Dr. Dominik Spitzer

SPITZER zur Digitalisierung der Gesundheitsbranche: Ärzte sind keine IT-Experten

Bundesgesundheitsminister Jens Spahn treibt die Digitalisierung im Gesundheitsbereich stark voran. Ärzte, die nicht an die neue Telematik-Infrastruktur angeschlossen sind, werden mit einem sogenannten Strafzins zur Kasse gebeten. Ab 2020 soll dieser von 1 auf 2,5 Prozent steigen. Dr. Dominik Spitzer, gesundheitspolitischer Sprecher der FDP-Landtagsfraktion, kritisiert das Vorgehen des Ministers. Bisher sei im Bereich der Datensicherheit noch vieles ungeklärt, klare Standards für niedergelassene Ärzte wären nicht vorhanden.

"Das Datennetz, an das sich Ärzte und Kliniken anschließen müssen, ist noch sehr unsicher. Tests haben das bewiesen. Die Dummen sind am Ende die Patienten und die Ärzte. Sensible Daten wie Befunde, Diagnosen und Therapiepläne können durch Sicherheitslecks in die Hände von Kriminellen gelangen. Nur: Mediziner sind keine IT-Experten, können aber für den Datenklau zur Verantwortung gezogen werden."

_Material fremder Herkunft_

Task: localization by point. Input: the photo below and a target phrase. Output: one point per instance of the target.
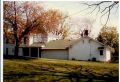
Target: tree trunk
(16, 49)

Spitzer spricht sich zudem gegen einen Strafzins aus. "Dieses Vorgehen entspricht nicht unserem Verständnis für Freiberuflichkeit. Statt den Ärzten etwas aufzuzwingen, sollte der Mehrwert eines digital vernetzten Gesundheitswesens besser kommuniziert werden. Die Digitalisierung ist nötig, allerdings sollten dafür auch die Rahmenbedingungen stimmen. Das heißt: Strafzinsen abschaffen, klare Standards festlegen und Sicherheitslücken schließen."